Ce qui a changé après Mai 68 à l'école normale d'instituteurs de Douai, et ce qui est resté immuable, par Jacques Devienne (promo 67 70) suite à notre précédent article consacré à Mai 68 à l'ex-ENG de Douai

Les événements de mai 68 à l’école normale de Douai : 

une toute petite « révolution ».


Jacques Devienne se souvient avec humour de  Mai 68 à l'ENG

Les textes parus sur le blog de l’amicale des anciens élèves à propos des événements de mai 1968 ravivent en moi quelques souvenirs. Je fais partie de la promotion 67/70. Ce que l’on qualifie aujourd’hui « d’événements » de mai 68 a donc commencé en fin de classe de seconde.
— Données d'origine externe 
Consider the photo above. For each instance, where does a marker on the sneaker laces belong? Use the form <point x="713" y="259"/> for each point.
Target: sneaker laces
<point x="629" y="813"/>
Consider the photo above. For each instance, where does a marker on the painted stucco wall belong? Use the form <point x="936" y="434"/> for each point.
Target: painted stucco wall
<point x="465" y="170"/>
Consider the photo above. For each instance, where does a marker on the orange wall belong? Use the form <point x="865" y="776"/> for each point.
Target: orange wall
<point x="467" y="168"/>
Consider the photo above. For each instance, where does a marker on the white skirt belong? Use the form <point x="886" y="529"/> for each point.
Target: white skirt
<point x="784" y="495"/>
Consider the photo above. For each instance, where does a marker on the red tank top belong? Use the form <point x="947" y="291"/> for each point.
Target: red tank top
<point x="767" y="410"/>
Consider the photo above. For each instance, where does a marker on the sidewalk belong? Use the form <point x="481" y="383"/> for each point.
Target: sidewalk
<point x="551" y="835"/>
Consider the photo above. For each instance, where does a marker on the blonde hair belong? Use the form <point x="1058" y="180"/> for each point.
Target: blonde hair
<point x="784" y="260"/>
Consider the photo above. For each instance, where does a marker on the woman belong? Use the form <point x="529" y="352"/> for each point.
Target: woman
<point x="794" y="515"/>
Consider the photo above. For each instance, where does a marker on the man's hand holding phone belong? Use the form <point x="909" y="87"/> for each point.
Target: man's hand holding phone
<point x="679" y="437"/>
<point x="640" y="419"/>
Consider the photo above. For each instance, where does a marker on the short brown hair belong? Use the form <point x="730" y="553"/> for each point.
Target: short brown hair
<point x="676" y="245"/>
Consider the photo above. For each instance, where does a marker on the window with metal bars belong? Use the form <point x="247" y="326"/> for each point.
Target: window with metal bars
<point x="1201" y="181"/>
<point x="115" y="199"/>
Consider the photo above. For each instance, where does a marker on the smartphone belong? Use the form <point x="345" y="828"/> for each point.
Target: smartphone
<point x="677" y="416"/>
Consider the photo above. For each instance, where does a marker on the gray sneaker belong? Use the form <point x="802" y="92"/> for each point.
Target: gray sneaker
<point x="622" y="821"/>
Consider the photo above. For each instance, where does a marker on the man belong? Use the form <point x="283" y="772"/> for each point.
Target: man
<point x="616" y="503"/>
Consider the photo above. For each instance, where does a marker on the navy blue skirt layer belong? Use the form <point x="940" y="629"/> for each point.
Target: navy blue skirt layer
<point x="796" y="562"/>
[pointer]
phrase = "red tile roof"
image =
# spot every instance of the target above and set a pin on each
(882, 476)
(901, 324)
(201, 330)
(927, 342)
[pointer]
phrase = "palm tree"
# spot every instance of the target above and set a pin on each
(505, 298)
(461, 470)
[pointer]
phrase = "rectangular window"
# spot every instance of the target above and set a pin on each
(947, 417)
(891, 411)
Dès que les syndicats eurent rejoint la révolte estudiantine, la grève s’est peu à peu généralisée et les trains se sont arrêtés. Comme la plupart des élèves empruntaient ce moyen de transport, nous avons cessé de nous rendre à Douai. Nous étions isolés chez nous et les échos de ce qui se passait nous  parvenaient par la télévision : à Paris, des images de barricades et la Sorbonne occupée… Au niveau de l’école, quelques rumeurs transmises par les rares élèves présents : il paraît que des élèves montent la garde et que des professeurs font à manger… L’année scolaire s’est terminée ainsi et le stage de voile que nous devions faire a été annulé.

A la rentrée de septembre 68, j’étais très curieux (et je suppose qu’il en était de même pour mes camarades) de savoir ce qui avait changé à l’ENG suite à ce qui a été présenté par la suite comme une véritable « révolution culturelle ».  

Tout d’abord un changement très apprécié : le petit déjeuner échelonné. Fini la nécessité de compléter les tables pour commencer à manger, fini d’aller secouer les retardataires, un tout petit changement mais à nous la liberté ! 

Un autre événement plutôt cocasse s’est alors produit. Popaul arrive et, selon un rituel bien établi, place son manteau sur le manche du balai, rappelle au chef de classe qu’il doit demander qu’on lui installe un porte-manteau et se place à une petite table  près de la porte. Nous savons alors qu’il va promener son bon sourire sur la classe pour croiser le regard d’un élève qui sera interrogé au tableau. Comme un seul homme, nous plongeons tous dans nos pupitres en faisant semblant de chercher quelque chose pour ne pas être repéré. Popaul, qui sans doute n’était pas dupe de ce petit jeu, désigne un élève pour aller au tableau. C’est au moment où cet élève se dirige vers le bureau qu’un intrépide ose se lancer et, brisant la torpeur qui allait s’installer, lève le doigt et dit : « Monsieur, depuis les  événements  de l’an dernier les choses ont changé, dans les cours, on met les tables en rond et on peut discuter. » Stupeur dans la classe ! Comment le Maître va-t-il réagir ? Imperturbable Popaul dit alors : « Ah vous voulez que je vous parle de la réforme ; prenez une nouvelle feuille". Il commence alors à refaire l’histoire de l’éducation et nous grattons, nous grattons pendant deux heures.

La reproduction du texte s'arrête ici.